Ashley Graham posts photos of herself to Instagram daily—often multiple times per day. Sometimes she’s in a swimsuit. Sometimes she’s wearing designer clothes. Sometimes she’s posing on a rooftop, giving us high-fashion realness.
On this particular day, she posted a professional shot—she’s a plus-size model, after all.
Then came the comments:
“I am so disappointed in you.” “You used to be a role model and I looked up to you.” “Don’t you dare get skinny on us.” “I’ll find another plus-size beautiful woman, because you’re full of shit!!! #damnshame #justliketherest”
Graham is an outspoken body-positive advocate who loves her cellulite, but no matter what she looks like, people will go out of their way to tear her down. “To some I’m too curvy,” Graham wrote in an essay for Lenny Letter. “To others I’m too tall, too busty, too loud, and, now, too small—too much, but at the same time not enough.”
If you’re outraged (and really, if you’re a human with feelings, you should be), you need to realize that you’re part of the problem—we all are. Body positivity is a good thing, but it’s not going to stop body shaming.
The Endless Cycle
From a young age, women are taught to look to celebrities as role models. “We make it personal,” says Mala L. Matacin, Ph.D., an associate professor of psychology at the University of Hartford. “We start to look up to them, and it’s not totally a good thing.”
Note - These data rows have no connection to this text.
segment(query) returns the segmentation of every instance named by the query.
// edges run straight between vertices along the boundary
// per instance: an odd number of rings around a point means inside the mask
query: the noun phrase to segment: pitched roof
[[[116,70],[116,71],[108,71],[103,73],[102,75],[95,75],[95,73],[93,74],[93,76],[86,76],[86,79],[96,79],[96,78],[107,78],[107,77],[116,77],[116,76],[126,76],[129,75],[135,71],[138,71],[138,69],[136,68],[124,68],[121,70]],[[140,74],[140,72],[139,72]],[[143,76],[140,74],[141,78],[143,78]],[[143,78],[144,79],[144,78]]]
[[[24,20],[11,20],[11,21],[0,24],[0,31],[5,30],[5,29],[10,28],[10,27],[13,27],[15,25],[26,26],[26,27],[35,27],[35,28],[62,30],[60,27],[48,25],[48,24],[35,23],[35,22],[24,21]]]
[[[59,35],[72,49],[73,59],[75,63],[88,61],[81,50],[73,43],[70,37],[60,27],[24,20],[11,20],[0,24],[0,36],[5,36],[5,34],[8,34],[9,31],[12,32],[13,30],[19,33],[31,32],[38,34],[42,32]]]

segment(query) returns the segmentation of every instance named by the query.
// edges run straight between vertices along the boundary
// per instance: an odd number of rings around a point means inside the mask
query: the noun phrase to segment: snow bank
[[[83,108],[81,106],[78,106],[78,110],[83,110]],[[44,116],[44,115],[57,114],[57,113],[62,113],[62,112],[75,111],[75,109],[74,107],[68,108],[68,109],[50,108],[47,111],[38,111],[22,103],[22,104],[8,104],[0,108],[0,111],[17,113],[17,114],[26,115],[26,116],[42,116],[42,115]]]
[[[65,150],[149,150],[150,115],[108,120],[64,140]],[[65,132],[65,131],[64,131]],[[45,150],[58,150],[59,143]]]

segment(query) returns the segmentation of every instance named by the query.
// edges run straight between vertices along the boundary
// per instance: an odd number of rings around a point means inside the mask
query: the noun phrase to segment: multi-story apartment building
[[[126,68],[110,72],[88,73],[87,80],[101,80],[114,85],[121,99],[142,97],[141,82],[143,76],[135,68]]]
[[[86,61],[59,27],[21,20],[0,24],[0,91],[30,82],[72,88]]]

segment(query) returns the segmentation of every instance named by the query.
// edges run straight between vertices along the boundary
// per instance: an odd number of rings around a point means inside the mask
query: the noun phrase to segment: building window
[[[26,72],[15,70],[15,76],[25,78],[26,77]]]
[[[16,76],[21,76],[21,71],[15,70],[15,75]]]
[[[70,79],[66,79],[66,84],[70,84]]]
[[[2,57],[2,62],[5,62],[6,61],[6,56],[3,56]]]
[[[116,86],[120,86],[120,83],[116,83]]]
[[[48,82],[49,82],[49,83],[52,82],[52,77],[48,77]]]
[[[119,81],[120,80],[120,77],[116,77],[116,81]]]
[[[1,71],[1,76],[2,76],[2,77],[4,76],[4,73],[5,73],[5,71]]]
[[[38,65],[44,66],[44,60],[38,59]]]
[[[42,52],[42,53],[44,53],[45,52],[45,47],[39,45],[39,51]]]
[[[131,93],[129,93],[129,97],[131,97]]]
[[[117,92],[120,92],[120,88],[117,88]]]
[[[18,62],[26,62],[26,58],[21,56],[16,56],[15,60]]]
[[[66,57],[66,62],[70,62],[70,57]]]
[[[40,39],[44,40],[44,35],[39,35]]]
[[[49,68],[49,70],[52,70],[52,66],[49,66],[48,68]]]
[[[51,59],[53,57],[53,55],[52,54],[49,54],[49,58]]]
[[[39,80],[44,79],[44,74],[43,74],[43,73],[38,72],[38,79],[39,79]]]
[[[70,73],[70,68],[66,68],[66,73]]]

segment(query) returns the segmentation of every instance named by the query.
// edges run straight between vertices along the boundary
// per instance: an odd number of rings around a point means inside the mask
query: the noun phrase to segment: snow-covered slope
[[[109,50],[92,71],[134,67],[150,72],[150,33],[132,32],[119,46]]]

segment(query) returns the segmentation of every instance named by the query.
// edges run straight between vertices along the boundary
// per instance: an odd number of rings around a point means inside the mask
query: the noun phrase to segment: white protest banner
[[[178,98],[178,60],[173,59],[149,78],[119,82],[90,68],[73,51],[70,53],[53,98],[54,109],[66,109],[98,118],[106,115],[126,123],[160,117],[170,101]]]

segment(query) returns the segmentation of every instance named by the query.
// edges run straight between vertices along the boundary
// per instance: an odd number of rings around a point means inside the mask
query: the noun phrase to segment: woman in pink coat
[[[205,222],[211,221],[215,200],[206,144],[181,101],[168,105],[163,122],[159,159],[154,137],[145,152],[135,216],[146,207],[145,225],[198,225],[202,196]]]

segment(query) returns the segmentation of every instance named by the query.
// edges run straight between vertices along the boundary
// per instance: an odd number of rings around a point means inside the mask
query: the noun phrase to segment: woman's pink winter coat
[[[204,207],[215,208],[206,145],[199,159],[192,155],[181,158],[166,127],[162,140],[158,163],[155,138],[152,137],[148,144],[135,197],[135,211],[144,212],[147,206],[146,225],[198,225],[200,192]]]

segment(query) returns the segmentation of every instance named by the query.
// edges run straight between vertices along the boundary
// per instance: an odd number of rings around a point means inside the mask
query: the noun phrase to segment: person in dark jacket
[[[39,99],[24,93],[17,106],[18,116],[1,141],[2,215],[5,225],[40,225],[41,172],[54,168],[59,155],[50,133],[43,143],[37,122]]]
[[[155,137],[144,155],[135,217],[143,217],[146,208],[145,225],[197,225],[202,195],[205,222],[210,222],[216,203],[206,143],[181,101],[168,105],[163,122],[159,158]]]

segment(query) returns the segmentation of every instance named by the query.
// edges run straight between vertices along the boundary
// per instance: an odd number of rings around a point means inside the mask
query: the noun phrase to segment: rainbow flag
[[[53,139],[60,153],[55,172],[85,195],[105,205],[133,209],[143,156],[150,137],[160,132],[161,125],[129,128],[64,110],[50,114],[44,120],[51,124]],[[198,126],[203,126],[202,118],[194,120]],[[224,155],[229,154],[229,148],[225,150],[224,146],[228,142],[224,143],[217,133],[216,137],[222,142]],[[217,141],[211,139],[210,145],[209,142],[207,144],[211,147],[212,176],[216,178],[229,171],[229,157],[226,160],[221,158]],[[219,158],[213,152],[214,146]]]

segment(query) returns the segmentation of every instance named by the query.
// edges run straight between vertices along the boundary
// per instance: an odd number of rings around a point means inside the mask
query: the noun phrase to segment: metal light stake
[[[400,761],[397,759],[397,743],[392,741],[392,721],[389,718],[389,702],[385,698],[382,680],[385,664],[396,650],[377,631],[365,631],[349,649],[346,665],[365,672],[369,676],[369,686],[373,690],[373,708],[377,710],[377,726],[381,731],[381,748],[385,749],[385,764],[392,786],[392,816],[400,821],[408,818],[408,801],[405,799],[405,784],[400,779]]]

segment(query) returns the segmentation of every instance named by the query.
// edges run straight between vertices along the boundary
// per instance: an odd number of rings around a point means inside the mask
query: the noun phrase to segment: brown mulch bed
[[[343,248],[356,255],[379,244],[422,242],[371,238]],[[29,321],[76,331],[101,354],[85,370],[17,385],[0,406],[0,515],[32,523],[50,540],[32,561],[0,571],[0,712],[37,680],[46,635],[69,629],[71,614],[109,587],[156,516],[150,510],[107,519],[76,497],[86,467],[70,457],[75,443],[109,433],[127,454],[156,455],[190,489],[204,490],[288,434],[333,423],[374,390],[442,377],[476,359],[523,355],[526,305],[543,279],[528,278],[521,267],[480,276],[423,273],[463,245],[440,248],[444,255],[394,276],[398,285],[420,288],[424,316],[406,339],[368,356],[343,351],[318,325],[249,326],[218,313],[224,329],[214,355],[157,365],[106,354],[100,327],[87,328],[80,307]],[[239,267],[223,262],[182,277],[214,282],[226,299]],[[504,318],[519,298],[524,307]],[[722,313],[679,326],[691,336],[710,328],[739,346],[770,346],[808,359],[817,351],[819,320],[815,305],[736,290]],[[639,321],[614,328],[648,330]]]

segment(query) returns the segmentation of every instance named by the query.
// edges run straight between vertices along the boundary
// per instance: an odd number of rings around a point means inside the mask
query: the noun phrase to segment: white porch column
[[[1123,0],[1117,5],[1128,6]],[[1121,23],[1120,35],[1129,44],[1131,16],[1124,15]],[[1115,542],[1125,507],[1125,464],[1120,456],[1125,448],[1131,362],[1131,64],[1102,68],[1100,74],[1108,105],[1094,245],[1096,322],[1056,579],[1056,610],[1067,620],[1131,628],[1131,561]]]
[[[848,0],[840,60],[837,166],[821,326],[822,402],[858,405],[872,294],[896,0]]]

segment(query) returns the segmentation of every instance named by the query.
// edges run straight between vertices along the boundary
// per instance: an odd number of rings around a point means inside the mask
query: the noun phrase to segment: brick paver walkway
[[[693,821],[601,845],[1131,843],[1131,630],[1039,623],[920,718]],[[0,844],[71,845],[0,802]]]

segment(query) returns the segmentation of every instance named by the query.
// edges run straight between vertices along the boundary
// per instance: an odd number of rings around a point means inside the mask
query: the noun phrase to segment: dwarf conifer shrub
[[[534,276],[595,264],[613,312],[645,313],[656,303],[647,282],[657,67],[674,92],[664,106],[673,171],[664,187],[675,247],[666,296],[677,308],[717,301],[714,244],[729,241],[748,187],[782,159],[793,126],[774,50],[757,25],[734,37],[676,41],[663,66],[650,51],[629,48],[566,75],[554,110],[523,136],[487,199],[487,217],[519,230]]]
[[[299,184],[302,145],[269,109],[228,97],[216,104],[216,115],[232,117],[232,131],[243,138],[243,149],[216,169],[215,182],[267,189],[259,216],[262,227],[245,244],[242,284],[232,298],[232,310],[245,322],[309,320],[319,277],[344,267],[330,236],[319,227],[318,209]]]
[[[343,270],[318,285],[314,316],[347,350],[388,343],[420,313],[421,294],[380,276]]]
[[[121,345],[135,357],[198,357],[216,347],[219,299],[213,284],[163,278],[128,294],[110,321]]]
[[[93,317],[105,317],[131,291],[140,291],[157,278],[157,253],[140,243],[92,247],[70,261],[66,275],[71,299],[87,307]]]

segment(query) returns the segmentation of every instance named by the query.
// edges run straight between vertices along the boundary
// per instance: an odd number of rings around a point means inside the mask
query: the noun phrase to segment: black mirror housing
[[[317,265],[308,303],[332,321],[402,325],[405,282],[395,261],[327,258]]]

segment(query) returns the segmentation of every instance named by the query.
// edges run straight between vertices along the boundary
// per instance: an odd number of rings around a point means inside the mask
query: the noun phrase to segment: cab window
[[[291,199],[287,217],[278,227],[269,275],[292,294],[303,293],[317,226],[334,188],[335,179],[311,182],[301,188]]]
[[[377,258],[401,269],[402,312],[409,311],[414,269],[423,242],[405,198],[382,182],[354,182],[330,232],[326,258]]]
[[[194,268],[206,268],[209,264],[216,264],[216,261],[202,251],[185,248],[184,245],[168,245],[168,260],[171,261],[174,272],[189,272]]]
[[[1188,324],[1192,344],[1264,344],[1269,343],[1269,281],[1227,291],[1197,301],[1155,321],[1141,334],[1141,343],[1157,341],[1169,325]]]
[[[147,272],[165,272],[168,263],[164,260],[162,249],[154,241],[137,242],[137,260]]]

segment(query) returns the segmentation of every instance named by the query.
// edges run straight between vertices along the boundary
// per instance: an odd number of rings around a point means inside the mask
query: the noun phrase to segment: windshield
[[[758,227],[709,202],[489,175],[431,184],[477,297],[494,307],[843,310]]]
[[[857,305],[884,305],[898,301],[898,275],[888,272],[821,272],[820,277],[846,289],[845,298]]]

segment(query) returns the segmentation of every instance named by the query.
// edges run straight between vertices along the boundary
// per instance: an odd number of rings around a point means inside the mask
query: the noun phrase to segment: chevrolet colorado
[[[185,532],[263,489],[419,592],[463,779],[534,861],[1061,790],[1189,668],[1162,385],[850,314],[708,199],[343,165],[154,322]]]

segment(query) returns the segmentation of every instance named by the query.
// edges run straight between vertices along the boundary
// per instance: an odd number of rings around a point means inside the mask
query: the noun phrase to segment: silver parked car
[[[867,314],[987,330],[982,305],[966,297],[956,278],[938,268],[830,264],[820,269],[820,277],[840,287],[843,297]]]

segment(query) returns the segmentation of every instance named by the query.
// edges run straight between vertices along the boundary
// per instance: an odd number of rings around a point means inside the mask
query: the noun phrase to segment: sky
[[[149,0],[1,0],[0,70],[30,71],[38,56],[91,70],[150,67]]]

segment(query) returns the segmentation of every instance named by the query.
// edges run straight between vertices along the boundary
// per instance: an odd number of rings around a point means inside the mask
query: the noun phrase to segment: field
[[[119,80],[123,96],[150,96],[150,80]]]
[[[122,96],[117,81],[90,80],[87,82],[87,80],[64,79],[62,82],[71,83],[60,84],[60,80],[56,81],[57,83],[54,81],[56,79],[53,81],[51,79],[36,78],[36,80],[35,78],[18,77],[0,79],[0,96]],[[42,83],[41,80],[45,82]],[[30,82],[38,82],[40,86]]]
Here’s an example: You’re a 20-something woman who feels mostly confident, but sometimes you feel insecure. You’re used to seeing models and actresses whose bodies look completely unattainable, until one day you see a celeb you can actually identify with. Maybe she’s proud she doesn’t have a thigh gap, or she can’t be bothered to always do her hair and makeup, or she doesn’t care that her bra strap sometimes squeezes her skin, showing off a nice layer of fat. So you start to get attached.You think, “If she’s OK with *insert insecurity here,* so am I!”
But then her waist gets smaller or her arms suddenly become thinner and more muscular. You feel angry, ashamed, hurt, or betrayed that she isn’t frozen in time with a body that makes you feel seen.
And so continues the cycle of hatred. We praise plus-size celebs for being strong, confident, athletic, and curvy, but if they start to lose weight, we shame them for caving to the pressures of Hollywood. So we pick someone else to admire for a while, until she changes too.
The Pros and Cons of Body Positivity
Without the body-positivity movement, Graham probably wouldn’t have been on the cover of this year’s Sports Illustrated Swimsuit Issue. And it’s unlikely Aerie would have made the decision to stop Photoshopping its models.
But the movement is a double-edged sword, says Catherine Walker, Ph.D, visiting assistant professor of psychology at Union College. “Yes, we’re talking about more bodies now, but we’re still putting the focus on the female body and objectifying women who we see as valuable only for their appearances,” Walker says. “Then young girls and women begin valuing themselves only for their appearances too.”
The stats back this up: Only one in four people (men and women) felt very or extremely satisfied with their appearance, according to a recent, comprehensive survey.
“Having plus-size models and celebrities with more diverse body types is something we need to see,” Walker says. “It’s the lesser of two evils and an improvement on how it used to be, but it’s still entirely body-focused.”
Body positivity is a step in the right direction; it’s not a solution.
So, How Do We Fix It?
In a perfect world, we’d stop talking about bodies (ours and other people’s). But that’s just not realistic. We can, however, change how we—women, men, the media—talk about bodies:
- Focus on what your body can do.
Shift how you think about your body. Instead of trying to lose weight, set a goal that focuses on something your body does. Maybe that’s moving more, running faster, or lifting heavier weights. It’s really empowering to realize your body can do all sorts of things that have nothing to do with the way you look.
- Change how you talk about other women.
“Historically, we come from a place where we valued well-rounded aspects of men, even male celebrities,” Walker says. “We care about their job, their family, their intelligence. Where is that for women?” This is exactly what the #AskHerMore campaign is trying to do for red carpet interviews.
- Take responsibility.
It’s easy to blame body shaming on men, but they aren’t the only ones going on Instagram and attacking women’s bodies. Most of the time, it’s women hating on other women.
“The bottom line is that right now, in our culture, women’s bodies just matter,” Matacin says. “And I think the question is: Why does it matter so much? Why do we keep perpetuating this?”
Those are the questions that we need to ask if we’d like to put an end to body shaming. Instead of reassuring each other that our bodies are OK just the way they are, we should really try talking about something else altogether.